If there is a disagreement in the company, how is such a disagreement to be resolved? Often a dispute resolution procedure is inserted in a shareholders' agreement providing for there to be mediation or an independent expert to determine an outcome. This can often be far simpler and less expensive than resorting to the court system.
How Long Will the Agreement Last?
This is often one of the most important clauses in the agreement. If it was for one particular project you might say the shareholders' agreement would only go for one or two years or until the development was complete, but normally it will continue while there are two shareholders in the company.
How Can the Relationship be Terminated?
The purpose of this clause is to have a formal procedure whereby one shareholder will definitely be able to buy out another shareholder, thus severing their relationship. Sometimes you might have what is often referred to as a Mexican Standoff clause or Russian Roulette. This is a provision that any shareholder can serve notice on another shareholder that they would like to purchase that other shareholder's shares and stating the price they are prepared to pay for them. The other shareholder must take some action, but if no action is taken, then at the expiry of the 30 days there will exist an enforceable agreement whereby the shares must be transferred to the original shareholder at the offer price made. If the 2nd shareholder does not wish this to happen, they must make a counter offer within the 30 days. If they make a counter offer there will exist an enforceable agreement whereby they can buy the shares for the sum set out in the counter offer.

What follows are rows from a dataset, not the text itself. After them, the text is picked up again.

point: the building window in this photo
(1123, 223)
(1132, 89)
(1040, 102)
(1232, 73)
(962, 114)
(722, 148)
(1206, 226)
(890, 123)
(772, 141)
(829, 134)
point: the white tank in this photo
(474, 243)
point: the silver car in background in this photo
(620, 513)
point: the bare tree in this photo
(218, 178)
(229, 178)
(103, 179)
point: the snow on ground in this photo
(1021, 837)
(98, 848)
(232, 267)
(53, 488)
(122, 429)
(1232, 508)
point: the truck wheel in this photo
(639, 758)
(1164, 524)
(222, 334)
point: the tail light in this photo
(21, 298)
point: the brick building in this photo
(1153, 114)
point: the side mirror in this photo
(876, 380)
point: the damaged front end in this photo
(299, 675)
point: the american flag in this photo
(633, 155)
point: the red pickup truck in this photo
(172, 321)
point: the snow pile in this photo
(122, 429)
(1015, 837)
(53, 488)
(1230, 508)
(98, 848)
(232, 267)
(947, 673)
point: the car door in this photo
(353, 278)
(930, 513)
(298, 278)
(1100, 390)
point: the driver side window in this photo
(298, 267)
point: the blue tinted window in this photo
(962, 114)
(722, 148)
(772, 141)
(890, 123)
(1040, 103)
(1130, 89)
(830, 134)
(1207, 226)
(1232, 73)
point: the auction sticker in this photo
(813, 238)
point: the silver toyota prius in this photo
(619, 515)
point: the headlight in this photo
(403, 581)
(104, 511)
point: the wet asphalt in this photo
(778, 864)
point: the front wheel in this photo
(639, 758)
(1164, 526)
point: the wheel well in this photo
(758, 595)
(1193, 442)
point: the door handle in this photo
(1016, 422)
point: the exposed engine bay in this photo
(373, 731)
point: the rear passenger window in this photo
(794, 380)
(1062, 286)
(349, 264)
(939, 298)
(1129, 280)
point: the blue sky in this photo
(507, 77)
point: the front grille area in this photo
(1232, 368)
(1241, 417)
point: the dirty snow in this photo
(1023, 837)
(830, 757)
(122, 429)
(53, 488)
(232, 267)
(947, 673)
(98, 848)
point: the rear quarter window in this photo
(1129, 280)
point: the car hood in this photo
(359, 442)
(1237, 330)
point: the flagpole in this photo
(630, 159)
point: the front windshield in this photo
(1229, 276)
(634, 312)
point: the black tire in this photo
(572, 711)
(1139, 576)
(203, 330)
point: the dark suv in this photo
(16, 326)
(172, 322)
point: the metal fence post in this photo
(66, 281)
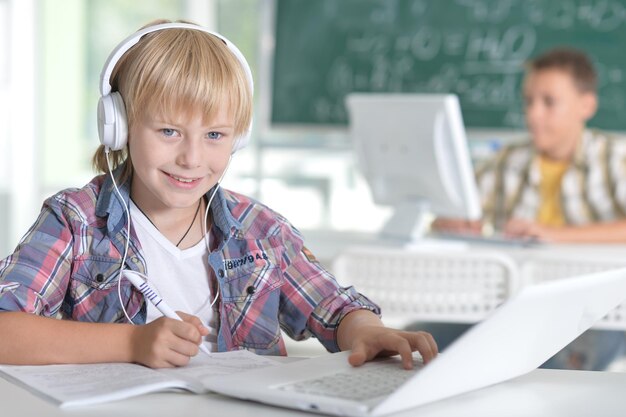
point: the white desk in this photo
(541, 393)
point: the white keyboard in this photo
(366, 384)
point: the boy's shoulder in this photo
(78, 202)
(257, 219)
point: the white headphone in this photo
(112, 120)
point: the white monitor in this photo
(413, 152)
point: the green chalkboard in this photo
(475, 48)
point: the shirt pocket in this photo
(251, 300)
(97, 272)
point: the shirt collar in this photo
(108, 203)
(222, 214)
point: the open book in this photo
(79, 385)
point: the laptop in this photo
(515, 339)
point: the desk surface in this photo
(540, 393)
(327, 244)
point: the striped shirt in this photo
(593, 188)
(67, 266)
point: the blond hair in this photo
(175, 70)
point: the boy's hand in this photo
(166, 343)
(525, 228)
(377, 341)
(362, 332)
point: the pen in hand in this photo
(145, 288)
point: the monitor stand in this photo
(409, 222)
(409, 226)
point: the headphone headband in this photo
(133, 39)
(112, 119)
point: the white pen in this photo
(142, 285)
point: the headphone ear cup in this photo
(112, 123)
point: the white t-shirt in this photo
(181, 277)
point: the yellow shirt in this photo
(550, 210)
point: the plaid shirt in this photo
(67, 265)
(593, 188)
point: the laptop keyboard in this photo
(362, 385)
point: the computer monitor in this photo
(413, 152)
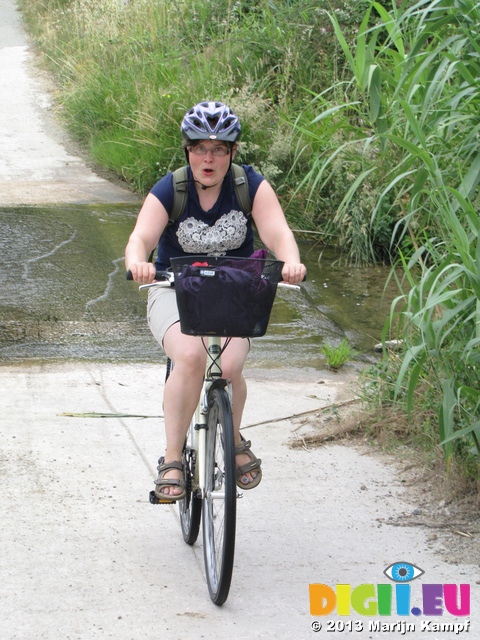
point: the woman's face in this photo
(210, 161)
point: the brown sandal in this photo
(162, 482)
(253, 465)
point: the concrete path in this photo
(83, 554)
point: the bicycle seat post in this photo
(214, 351)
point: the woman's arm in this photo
(151, 222)
(275, 233)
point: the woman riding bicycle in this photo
(212, 223)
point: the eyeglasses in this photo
(219, 151)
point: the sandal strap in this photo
(166, 466)
(243, 447)
(253, 465)
(163, 468)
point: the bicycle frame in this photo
(213, 374)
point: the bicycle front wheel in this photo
(219, 502)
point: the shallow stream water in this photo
(64, 295)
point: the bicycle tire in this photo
(190, 508)
(219, 502)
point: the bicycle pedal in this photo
(153, 499)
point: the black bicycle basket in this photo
(230, 297)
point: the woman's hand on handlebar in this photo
(142, 272)
(294, 273)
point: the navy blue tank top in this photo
(223, 230)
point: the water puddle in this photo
(64, 295)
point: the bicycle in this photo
(209, 453)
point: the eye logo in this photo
(403, 572)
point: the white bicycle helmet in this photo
(211, 121)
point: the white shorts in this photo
(162, 311)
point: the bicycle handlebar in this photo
(167, 276)
(159, 275)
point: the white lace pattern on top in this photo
(229, 232)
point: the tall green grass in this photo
(128, 70)
(401, 129)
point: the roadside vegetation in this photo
(364, 116)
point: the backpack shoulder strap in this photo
(180, 192)
(240, 183)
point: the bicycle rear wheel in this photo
(190, 508)
(219, 502)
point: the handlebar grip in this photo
(159, 275)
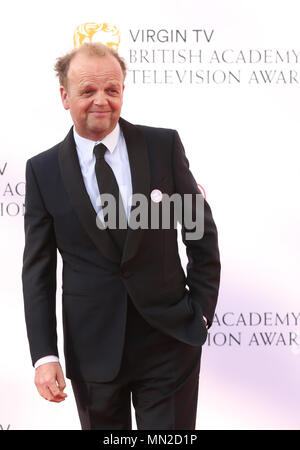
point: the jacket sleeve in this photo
(39, 272)
(203, 268)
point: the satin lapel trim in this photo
(80, 200)
(140, 177)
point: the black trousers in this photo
(160, 373)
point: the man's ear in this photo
(64, 97)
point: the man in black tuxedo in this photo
(133, 322)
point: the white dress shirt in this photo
(117, 158)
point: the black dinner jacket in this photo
(96, 278)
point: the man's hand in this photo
(50, 382)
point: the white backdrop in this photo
(237, 112)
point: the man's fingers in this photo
(55, 391)
(50, 382)
(61, 380)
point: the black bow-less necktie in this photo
(107, 184)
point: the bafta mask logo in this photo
(97, 32)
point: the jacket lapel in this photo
(140, 177)
(80, 200)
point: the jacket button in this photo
(126, 274)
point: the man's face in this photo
(94, 94)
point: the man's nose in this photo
(100, 98)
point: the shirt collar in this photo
(86, 146)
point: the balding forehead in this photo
(84, 62)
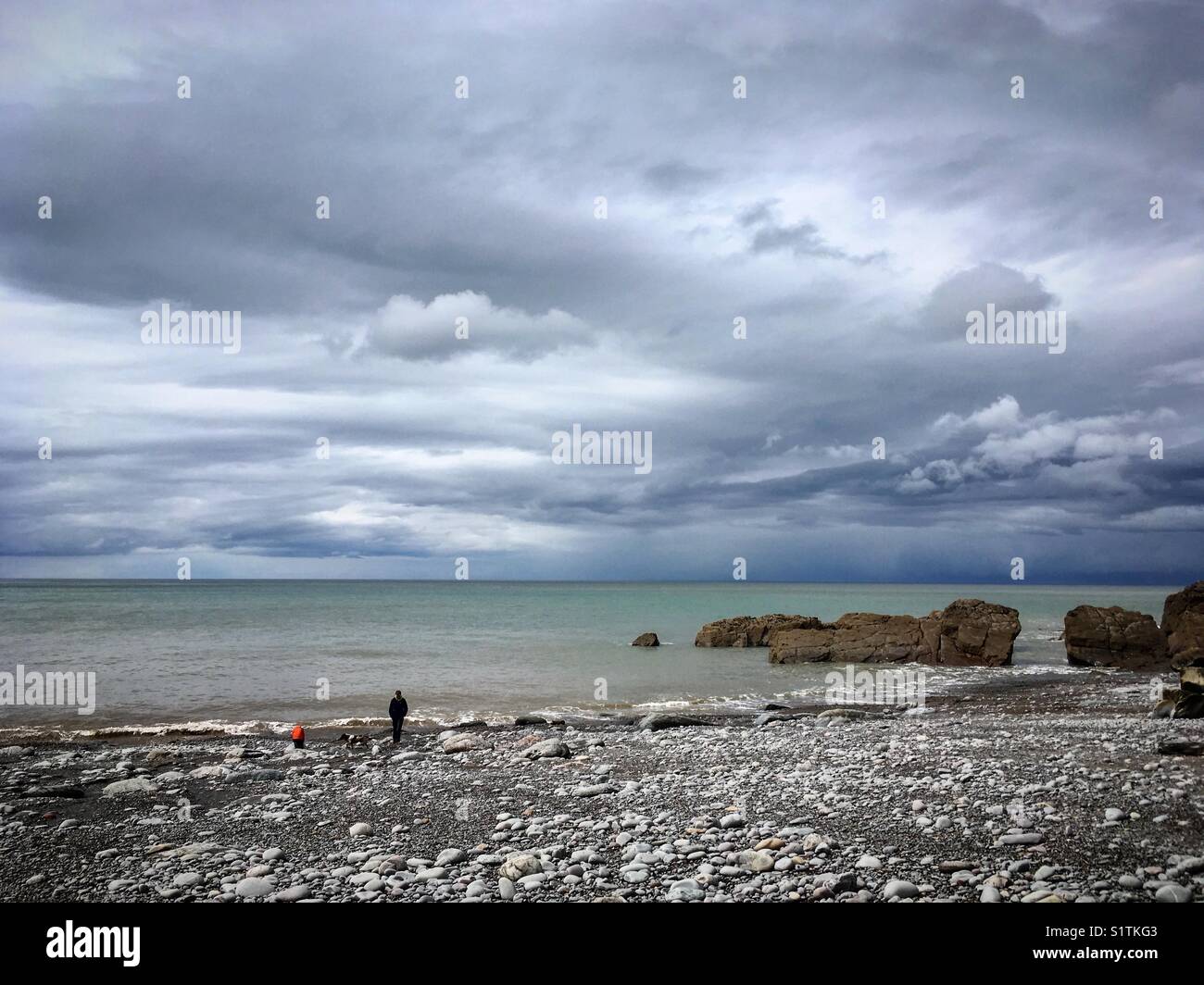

This is a "sudden death" procedure, because if the person who makes the first move makes an offer that is too low the other shareholder will be in a position to acquire the company for marginally more than that price and there is nothing the initiating shareholder can do about it. It is a deadlock breaking procedure if the parties cannot agree on who is going to stay in the business.
Key Man Insurance
The words "key man" insurance are used in a variety of ways but there are two principal meanings:
Firstly, it can refer to a situation whereby a company takes out an insurance policy on the life or health of its directors to provide funds to the company to employ someone to replace that director should he or she die or fall ill. This is normally some type of term insurance, the proceeds of which go to the company.
The other type of "key man" insurance often referred to is cross insurance on the lives of various directors/shareholders so that should they die or become ill there are funds available to the other shareholders to purchase the dying/sick shareholder's interest in the company.
Both have different functions in different companies. You may need both or you may need none.
What professional advisers will you use and which bank? You often want to nominate a bank, an accountant, auditor or solicitor so they are the people you will be using unless you agree otherwise.
The agreement often sets out the duties of shareholders to respect the confidentiality of the company's information and intellectual property.
As well as the above, shareholders' agreements often cover many other matters but are tailored to reflect the future plans of the company, having regard to the age, financial position, expertise and personalities of the shareholders. Remember the aim of a shareholders' agreement is to bring some certainty to the business relationship so that shareholders can work with some confidence as to how the company will be run and, if there is a falling out, to provide a mechanism for that falling out to be dealt with, as painlessly as possible.
Having a shareholders' agreement:
- Makes the partners think about and address issues at the right time, earlier rather than later
- Can create confidence between partners
- Can help avoid disagreements becoming expensive arguments.